Le leggi del mercato, per quanto spietate, non potranno mai essere ignorate. Nel mondo dei videogiochi l’ombra del fallimento segue e spaventa chiunque, senza alcun tipo di distinzione e difficilmente lascia scampo. Per SNK quest’ombra nel 2000 divenne sempre più grande ed opprimente, tra fallimenti sia a livello hardware che software la casa sviluppatrice attraversò gli anni più bui della sua storia. Fu allora che la nota produttrice di pachinko Aruze, notando le difficoltà finanziarie di SNK, decise di cogliere l’opportunità e di effettuare l’acquisto dell’amata casa videoludica. Nel gennaio del 2000, SNK assieme a tutte le sue proprietà intellettuali divenne parte di Aruze, con il conseguente abbandono di alcune delle personalità più influenti della ormai defunta casa produttrice.

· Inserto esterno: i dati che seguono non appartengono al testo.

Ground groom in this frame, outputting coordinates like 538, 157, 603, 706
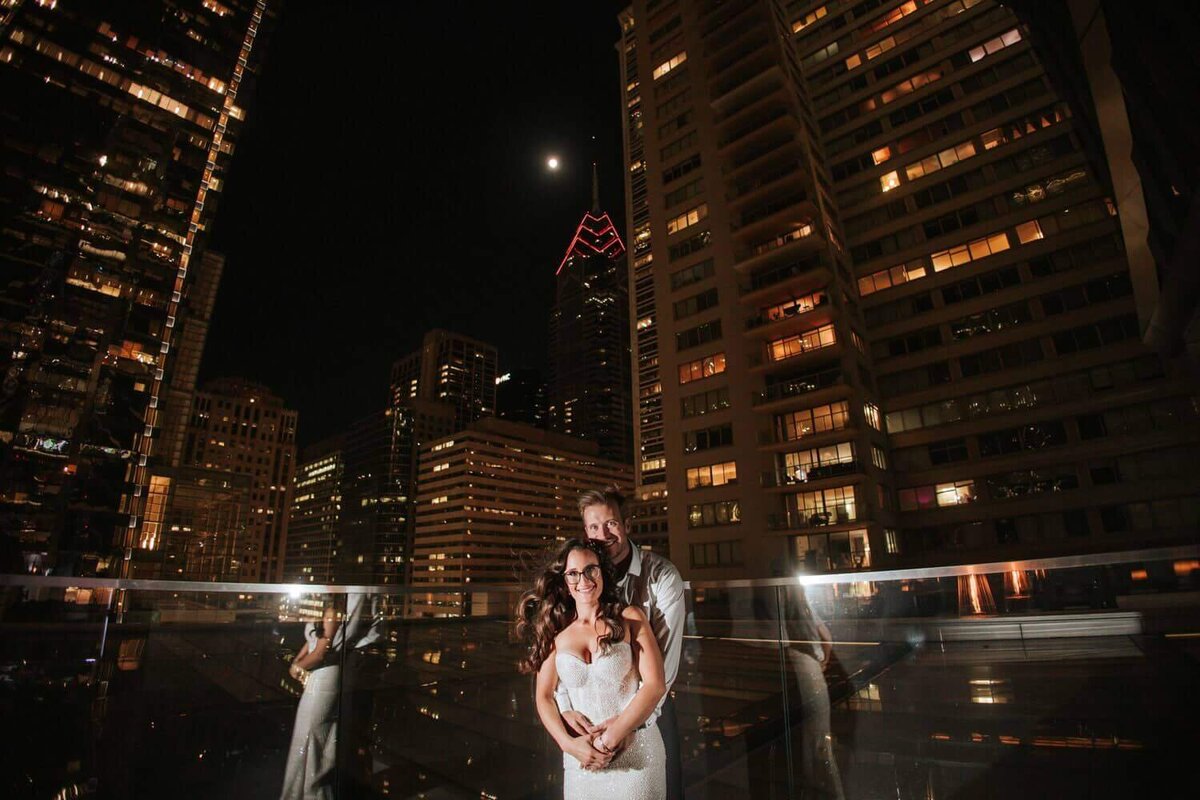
554, 486, 686, 800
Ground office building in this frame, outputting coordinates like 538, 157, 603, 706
547, 173, 632, 463
0, 0, 275, 575
496, 367, 547, 428
412, 419, 630, 616
180, 378, 298, 582
283, 437, 346, 584
391, 329, 498, 429
620, 0, 1200, 577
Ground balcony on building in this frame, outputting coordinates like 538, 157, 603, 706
750, 366, 851, 414
733, 214, 826, 275
758, 422, 858, 452
745, 288, 833, 339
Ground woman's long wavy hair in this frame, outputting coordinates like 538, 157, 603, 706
515, 539, 625, 674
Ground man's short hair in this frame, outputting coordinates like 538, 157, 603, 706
580, 485, 629, 522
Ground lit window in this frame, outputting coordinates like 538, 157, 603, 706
769, 325, 838, 361
935, 481, 976, 506
792, 6, 826, 34
863, 403, 883, 431
688, 461, 738, 489
667, 203, 708, 234
654, 50, 688, 80
679, 353, 725, 384
968, 28, 1021, 61
1016, 219, 1045, 245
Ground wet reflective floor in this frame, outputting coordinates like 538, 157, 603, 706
0, 621, 1200, 800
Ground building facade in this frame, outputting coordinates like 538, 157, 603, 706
412, 419, 630, 616
284, 399, 455, 585
283, 437, 346, 584
622, 2, 890, 577
153, 467, 254, 582
622, 0, 1198, 577
391, 329, 498, 429
0, 0, 274, 575
180, 378, 298, 582
547, 175, 632, 463
619, 14, 671, 563
496, 367, 547, 428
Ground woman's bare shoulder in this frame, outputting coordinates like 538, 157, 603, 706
620, 606, 646, 622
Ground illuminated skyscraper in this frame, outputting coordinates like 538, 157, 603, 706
0, 0, 274, 575
391, 329, 497, 428
283, 399, 455, 585
547, 173, 632, 463
412, 419, 630, 616
180, 378, 296, 581
283, 437, 346, 583
496, 367, 546, 428
620, 0, 1200, 578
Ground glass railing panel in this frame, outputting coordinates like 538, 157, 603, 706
781, 553, 1200, 798
672, 587, 788, 798
0, 547, 1200, 799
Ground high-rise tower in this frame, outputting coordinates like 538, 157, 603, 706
0, 0, 274, 575
547, 167, 632, 463
391, 329, 497, 429
176, 378, 298, 582
620, 0, 1200, 577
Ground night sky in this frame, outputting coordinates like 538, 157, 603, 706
200, 0, 624, 444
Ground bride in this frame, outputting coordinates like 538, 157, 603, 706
516, 540, 666, 800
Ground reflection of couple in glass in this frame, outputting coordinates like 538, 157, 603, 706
517, 488, 684, 800
280, 593, 380, 800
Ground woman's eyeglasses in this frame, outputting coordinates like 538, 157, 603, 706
563, 564, 600, 587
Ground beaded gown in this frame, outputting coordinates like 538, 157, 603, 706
554, 642, 667, 800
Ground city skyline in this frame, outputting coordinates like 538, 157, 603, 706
202, 2, 624, 445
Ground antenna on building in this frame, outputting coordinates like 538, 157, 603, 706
592, 161, 600, 215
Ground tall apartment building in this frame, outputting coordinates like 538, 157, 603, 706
153, 467, 254, 582
338, 401, 454, 585
496, 367, 547, 428
412, 419, 630, 616
1004, 0, 1200, 362
391, 329, 497, 428
283, 437, 346, 584
283, 399, 455, 585
620, 0, 1200, 577
180, 378, 296, 582
620, 10, 671, 563
622, 2, 890, 577
546, 175, 632, 463
0, 0, 274, 575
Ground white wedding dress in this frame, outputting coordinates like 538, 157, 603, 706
554, 642, 667, 800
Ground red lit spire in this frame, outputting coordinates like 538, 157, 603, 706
554, 164, 625, 275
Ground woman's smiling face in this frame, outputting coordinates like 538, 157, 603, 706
563, 548, 604, 604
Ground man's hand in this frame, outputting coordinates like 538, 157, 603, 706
563, 711, 595, 741
592, 716, 629, 758
566, 735, 612, 770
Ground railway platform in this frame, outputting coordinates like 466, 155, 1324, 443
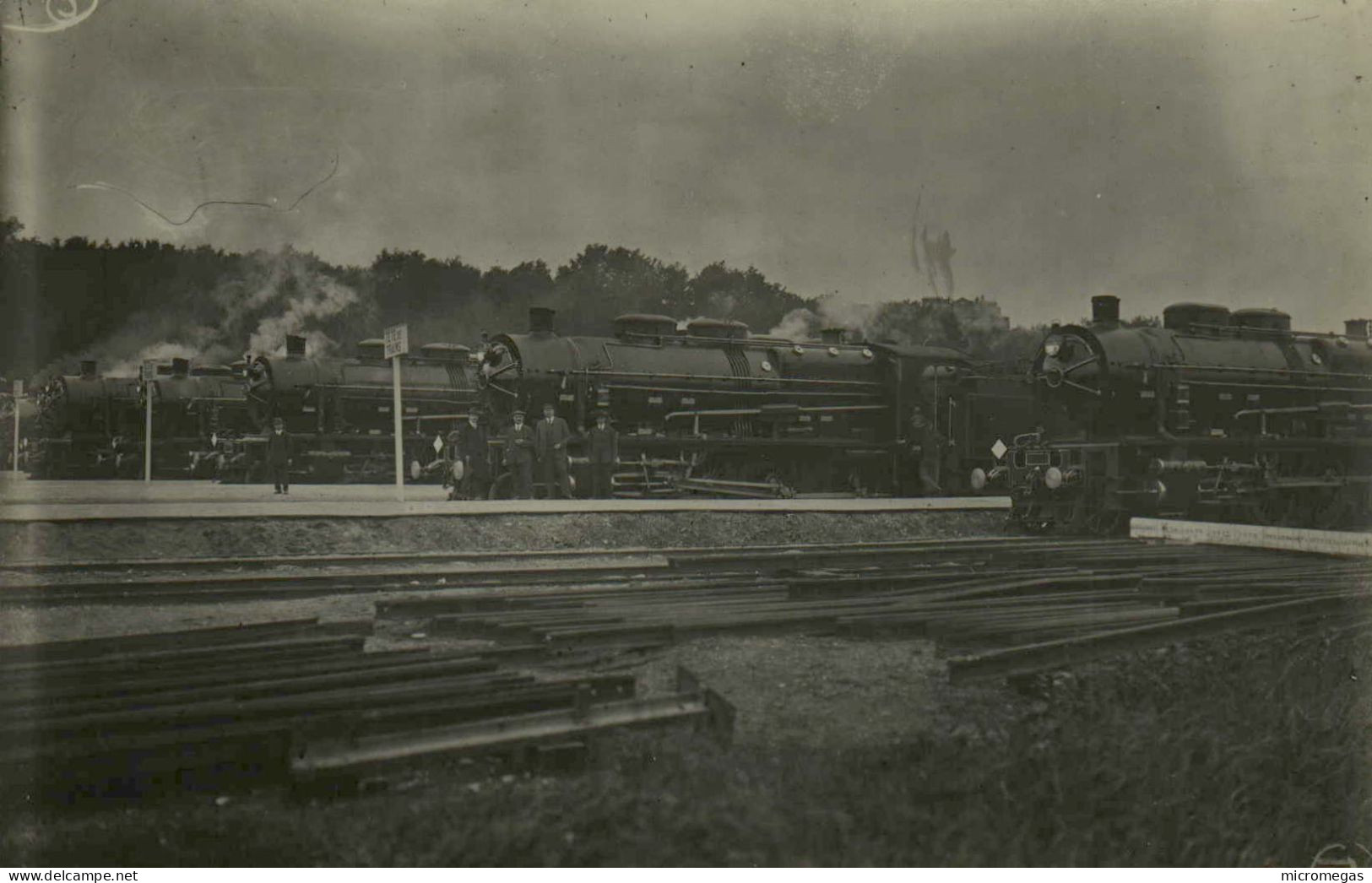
0, 479, 1010, 523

Nell’acquisto era ovviamente presente anche Sacnoth che durante la produzione del seguito di Shadow Hearts venne rinominata Nautilus, mantenendo però fortunatamente quasi tutto lo staff precedente all’acquisto.

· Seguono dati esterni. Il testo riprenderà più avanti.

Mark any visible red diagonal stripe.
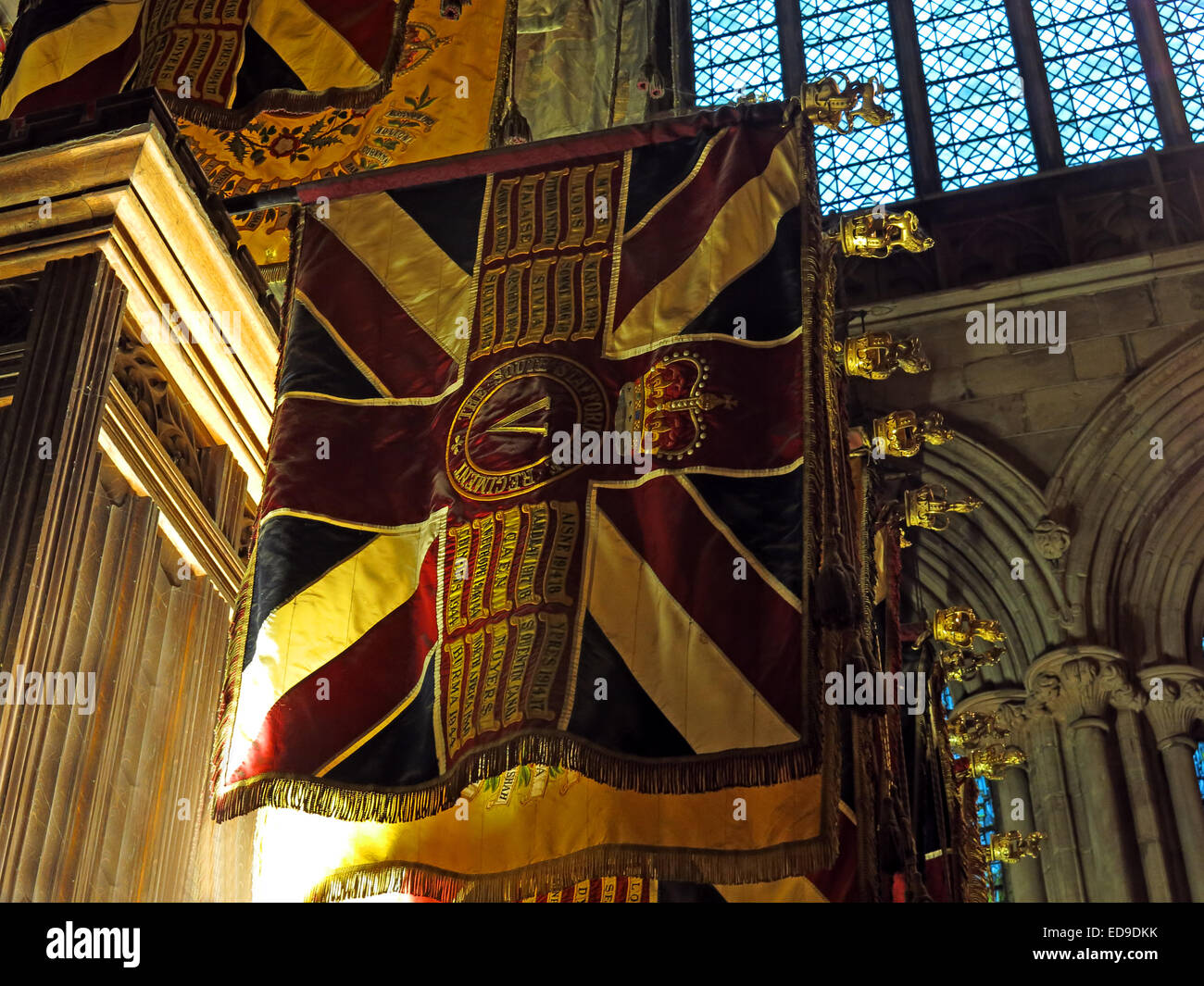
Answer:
[305,0,397,71]
[230,545,438,781]
[597,477,802,727]
[264,397,452,526]
[614,127,782,325]
[297,219,457,397]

Shadow Hearts II, che in occidente venne rinominato Shadow Hearts Covenant, uscì sugli scaffali nel 2004 ricevendo un’accoglienza ben diversa rispetto al capitolo precedente.

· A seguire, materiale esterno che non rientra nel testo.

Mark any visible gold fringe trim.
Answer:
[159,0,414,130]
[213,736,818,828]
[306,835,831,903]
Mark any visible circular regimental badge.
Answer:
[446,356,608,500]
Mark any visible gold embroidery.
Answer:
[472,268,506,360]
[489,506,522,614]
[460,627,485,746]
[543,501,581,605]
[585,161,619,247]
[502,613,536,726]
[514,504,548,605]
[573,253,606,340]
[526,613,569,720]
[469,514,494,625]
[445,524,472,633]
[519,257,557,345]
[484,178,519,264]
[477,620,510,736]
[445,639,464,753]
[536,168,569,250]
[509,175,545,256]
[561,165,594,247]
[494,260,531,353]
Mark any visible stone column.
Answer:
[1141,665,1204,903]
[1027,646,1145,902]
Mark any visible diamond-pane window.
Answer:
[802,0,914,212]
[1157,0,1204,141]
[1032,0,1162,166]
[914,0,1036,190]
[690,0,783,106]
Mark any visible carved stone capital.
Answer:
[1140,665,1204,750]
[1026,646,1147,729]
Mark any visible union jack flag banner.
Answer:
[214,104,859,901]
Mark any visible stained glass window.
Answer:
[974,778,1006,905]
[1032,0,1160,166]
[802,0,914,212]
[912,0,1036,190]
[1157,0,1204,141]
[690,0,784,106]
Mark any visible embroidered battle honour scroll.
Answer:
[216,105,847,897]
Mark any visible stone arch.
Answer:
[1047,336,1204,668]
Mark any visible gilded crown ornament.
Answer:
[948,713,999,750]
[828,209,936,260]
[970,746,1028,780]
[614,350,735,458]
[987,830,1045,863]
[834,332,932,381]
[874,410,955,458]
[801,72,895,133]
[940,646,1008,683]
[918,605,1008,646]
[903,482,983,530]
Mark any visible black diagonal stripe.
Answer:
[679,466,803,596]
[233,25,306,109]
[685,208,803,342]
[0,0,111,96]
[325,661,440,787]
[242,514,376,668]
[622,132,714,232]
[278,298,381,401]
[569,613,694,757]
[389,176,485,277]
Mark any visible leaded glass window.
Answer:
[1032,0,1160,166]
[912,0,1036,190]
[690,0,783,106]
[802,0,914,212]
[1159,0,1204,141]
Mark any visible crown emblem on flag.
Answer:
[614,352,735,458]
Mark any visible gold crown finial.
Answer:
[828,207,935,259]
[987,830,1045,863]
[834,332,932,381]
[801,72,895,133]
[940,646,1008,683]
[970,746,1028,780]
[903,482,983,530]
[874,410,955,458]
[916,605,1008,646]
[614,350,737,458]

Il gioco viene ancora oggi considerato come il miglior capitolo della saga e generalmente come uno dei punti di arrivo più alti del genere per quanto riguarda la sesta generazione videoludica. Matsuzo Machida prende nuovamente le vesti di director e scrittore, portando il protagonista Yuri negli anni della Prima Guerra Mondiale ed espandendo ancor di più la sua visione bizzarra e mostruosa del mondo di Shadow Hearts. La veste grafica fa ben più di un salto in avanti, aumentando esponenzialmente la conta poligonale e dotando i personaggi di animazioni facciali quasi del tutto assenti nel primo capitolo. Il sistema di combattimento, pur rimanendo ancorato ai dogmi del genere, rende il Judgment Ring l’assoluto protagonista del gameplay sotto tutti i punti di vista. Rispetto al primo capitolo il Ring è ora personalizzabile sotto ogni aspetto: dal renderlo più semplice, per permettere una maggiore percentuale di riuscita delle proprie azioni, al renderlo più difficile per aumentare l’output del danno, ad aumentare il quantitativo di colpi disponibili durante gli attacchi, al poter cambiare la posizione delle aree da colpire ed a questo si aggiunge anche un sistema di combo che permette, attraverso la pianificazione dei propri turni, di poter sconfiggere i nemici più ostici anche in pochi secondi.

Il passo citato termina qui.